Editorial CCM / “Bueno, miren, se confirmó que sí es José Noriel Portillo Gil la persona que encontraron muerta en Choix, Sinaloa, una comunidad rural, ya se confirma por los estudios. Me acaban de pasar la información”. Nueve meses después de la tragedia de Cerocahui y de lo que se supuso fue una búsqueda implacable de las autoridades, el hallazgo de un cadáver con evidentes signos de haber sido ajusticiado parece haber terminado con un capítulo muy doloroso según la confirmación de la identidad de “El Chueco”, Noriel Portillo, el homicida que asoló esa región del Estado de Chihuahua, hecha por el presidente de México en la conferencia de medios del 23 de marzo.
El Chueco murió como vivió; sin embargo, más allá de lamentaciones, el análisis se exige especialmente por lo que se quería con la captura del criminal. La provincia mexicana de la Compañía de Jesús manifestó que eso no debería significar “un triunfo de la justicia ni como una solución al problema estructural de violencia en la sierra Tarahumara. Por el contrario, la ausencia de un proceso legal conforme a derecho con relación a los homicidios implicaría un fracaso del Estado mexicano frente a sus deberes básicos y confirmaría que en la región las autoridades no detentan el control territorial”.
Efectivamente, tras los asesinatos de los padres Gallo y Morita, así como de Pedro Palma y Paul Berrelleza, la acostumbrada perorata de revancha y de utilizar “toda la fuerza del Estado” contra los responsables, quiso apaciguar la indignación. Militares y fuerzas estatales emprendieron la cacería del año que evidentemente fracasó. Las autoridades, ahora, tienen el deber de decir, o al menos especular, qué pasó con El Chueco, pero el fiasco es evidente. Ni todo el poder del estado, ni la revancha oficial fueron suficientes para tener al criminal vivo.
Todos podríamos apostar que después de los hechos de junio de 2022, las cosas habrían cambiado para esa región de Chihuahua. Después de haberse cuestionado la estrategia de seguridad y su ineficacia, fueron las autoridades internacionales las que intervinieron para dar una sacudida a las del gobierno de México.
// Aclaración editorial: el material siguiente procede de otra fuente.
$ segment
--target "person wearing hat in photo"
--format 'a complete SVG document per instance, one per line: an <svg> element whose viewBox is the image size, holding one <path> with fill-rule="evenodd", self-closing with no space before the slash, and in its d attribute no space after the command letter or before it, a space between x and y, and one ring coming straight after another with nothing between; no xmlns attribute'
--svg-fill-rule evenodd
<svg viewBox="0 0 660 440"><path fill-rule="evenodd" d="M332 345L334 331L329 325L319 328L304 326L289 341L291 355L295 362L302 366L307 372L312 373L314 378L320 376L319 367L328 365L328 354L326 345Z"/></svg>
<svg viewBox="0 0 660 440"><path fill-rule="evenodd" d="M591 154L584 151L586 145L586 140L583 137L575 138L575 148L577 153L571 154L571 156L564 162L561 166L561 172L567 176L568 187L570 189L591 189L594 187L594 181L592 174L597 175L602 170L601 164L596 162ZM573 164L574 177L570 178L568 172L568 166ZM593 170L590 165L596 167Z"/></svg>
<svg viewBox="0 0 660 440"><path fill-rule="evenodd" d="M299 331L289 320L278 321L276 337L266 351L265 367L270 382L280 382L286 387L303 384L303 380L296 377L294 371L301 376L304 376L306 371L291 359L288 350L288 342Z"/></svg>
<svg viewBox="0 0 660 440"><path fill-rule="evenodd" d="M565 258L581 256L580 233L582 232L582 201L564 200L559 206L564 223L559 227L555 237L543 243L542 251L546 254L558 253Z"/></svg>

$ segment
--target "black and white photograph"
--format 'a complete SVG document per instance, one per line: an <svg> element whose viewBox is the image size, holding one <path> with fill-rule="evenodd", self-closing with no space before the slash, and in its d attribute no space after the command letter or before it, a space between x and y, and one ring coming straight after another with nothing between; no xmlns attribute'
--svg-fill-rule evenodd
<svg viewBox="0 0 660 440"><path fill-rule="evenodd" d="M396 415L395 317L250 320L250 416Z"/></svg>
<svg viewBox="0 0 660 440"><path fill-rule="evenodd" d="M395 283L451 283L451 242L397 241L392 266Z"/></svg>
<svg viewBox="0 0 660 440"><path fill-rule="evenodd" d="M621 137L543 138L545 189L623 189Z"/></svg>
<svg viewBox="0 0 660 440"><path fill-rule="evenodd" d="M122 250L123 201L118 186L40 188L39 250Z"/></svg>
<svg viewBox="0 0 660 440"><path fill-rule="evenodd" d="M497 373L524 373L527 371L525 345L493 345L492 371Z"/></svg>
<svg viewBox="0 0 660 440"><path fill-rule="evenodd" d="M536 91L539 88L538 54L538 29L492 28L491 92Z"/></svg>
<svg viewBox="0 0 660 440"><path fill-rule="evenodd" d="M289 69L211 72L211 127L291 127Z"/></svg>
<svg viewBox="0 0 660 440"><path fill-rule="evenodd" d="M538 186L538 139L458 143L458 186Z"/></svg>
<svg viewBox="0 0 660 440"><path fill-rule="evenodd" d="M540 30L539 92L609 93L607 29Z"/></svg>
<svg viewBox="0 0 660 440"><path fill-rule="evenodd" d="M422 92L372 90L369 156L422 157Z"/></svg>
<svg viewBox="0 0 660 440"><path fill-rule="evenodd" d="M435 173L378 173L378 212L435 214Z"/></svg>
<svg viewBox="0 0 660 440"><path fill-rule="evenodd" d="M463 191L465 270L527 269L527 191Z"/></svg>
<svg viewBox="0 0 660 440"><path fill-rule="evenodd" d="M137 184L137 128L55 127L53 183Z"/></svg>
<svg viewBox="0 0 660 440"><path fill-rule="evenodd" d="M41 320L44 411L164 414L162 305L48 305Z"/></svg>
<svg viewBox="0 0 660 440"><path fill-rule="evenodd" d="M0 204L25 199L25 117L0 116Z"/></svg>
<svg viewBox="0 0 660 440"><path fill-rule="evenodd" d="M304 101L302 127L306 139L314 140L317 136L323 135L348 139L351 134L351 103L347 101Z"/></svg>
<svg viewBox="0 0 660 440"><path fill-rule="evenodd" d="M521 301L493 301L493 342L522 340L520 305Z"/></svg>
En enero, la Comisión Interamericana de Derechos Humanos (CIDH) puso a los responsables de la seguridad pública México en el banquillo, constatando que, aun con su estéril presencia, los jesuitas de la Tarahumara vivían en la indefensión absoluta, trabajando bajo amenazas de muerte, con la presión de personas armadas o sicarios en zonas cercanas a Cerocahui con intenciones de dañar y atacar a la comunidad de jesuitas.
Para la CIDH, la comunidad jesuita no gozó de un esquema “formal” de protección concluyendo que “no se han brindado medidas de protección adecuadas a la situación de riesgo, lo que puede ocasionar afectaciones a sus derechos a la vida e integridad en cualquier momento”. Así, la mesa de implementación de medidas cautelares, tan sólo unos días antes de descubrir el cadáver de El Chueco, expuso que el “Estado mexicano debe adoptar medidas de seguridad para proteger la vida e integridad personal de las beneficiarias, garantizar que éstas puedan realizar sus labores pastorales sin ser objeto de amenazas, intimidaciones, hostigamientos y actos de violencia, así como informar sobre las acciones adoptadas a fin de investigar los hechos que originaron la situación de riesgo”.
Sin duda, la muerte de El Chueco no es el final. Para el gobierno de México y el presidente de la República, acostumbrado a la ligereza y echar la culpa al pasado, será un signo afortunado para enterrar en el olvido lo que pasó en junio. Si bien toda forma violenta de pérdida de la vida es reprobable, la del Chueco tiene una carga especial. Confirmaría que el Estado claudicó de su primera responsabilidad y que sus enemigos son implacables… si no es que están en una sospechosa colusión.